Holiday stories’ deeper meanings
By Laura Seymour

seymourforweb2The Jewish year is filled with markers — some we celebrate, some we commemorate. The rhythm of Jewish life flows through the holidays especially. As the Jewish educator of the Aaron Family JCC’s Sherry and Ken Goldberg Family Early Childhood Center, I get to celebrate and commemorate again and again as I move from classroom to classroom.
Purim has passed — what a great holiday. Too often, we focus on the costumes and the food — hamantaschen certainly is a wonderful part of the holiday. However, there is so much more.
In preparation for Purim, I spent two weeks telling the story to toddlers through our seniors and many groups in between. Of course, there are parts of the story that we don’t tell the children (sex and intrigue wait until we get older, and we are never too old for sex and intrigue). However, as well as telling the stories, we must always talk about deeper meanings even with little ones.
Today, the news is filled with stories about bullies, and bullying is certainly not new nor confined to the young. The Purim story is a perfect story to talk about standing up for yourself and, especially, for others. We focus on the important value of ometz lev, usually translated as courage. But the actual words mean strength of heart.
Courage is about knowing what is right in your heart and acting on it, even (or especially) if you are afraid. Being brave does not mean you have no fear, it means you have conquered your fear. Esther didn’t say yes to Mordecai right away — she had to gather strength and make a plan.
The rhythm of our Jewish life moves quickly into Passover. We begin preparing immediately, it seems, as the hamantaschen leaves the store shelves and the matzah takes its place. Again, we have the message of courage, along with many others. Planning for Passover is more than the cleaning and the food. It is about telling the story and learning the messages.
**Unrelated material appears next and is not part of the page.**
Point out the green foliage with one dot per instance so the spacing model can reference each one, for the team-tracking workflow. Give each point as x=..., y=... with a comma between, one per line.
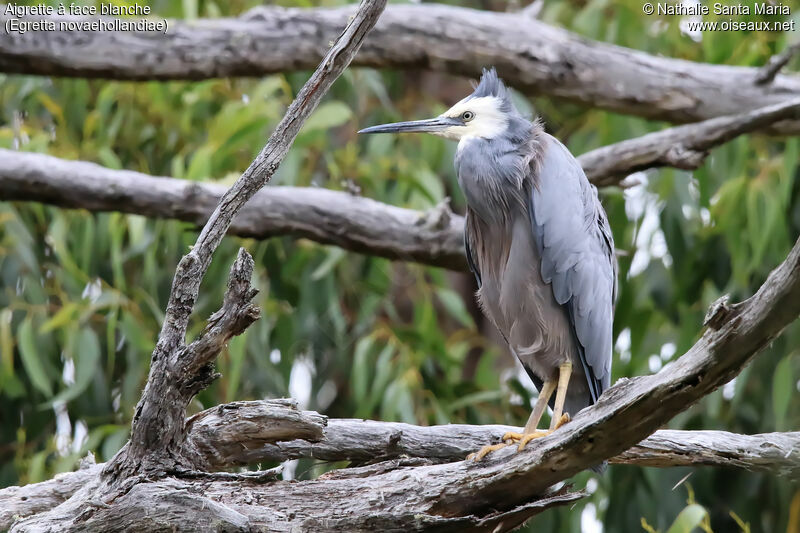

Leave the grocery store and go to the bookstore — find a new Haggadah, read the book of Exodus, get “America’s Prophet” by Bruce Feiler on your iPad or phone. Create a new tradition for learning at your Passover seder.
As Jews, we are believers in story and memory and through both we form our lives and our new memories. Keep the story going.
Laura Seymour is director of Jewish life and learning and director of camping services at the Aaron Family Jewish Community Center.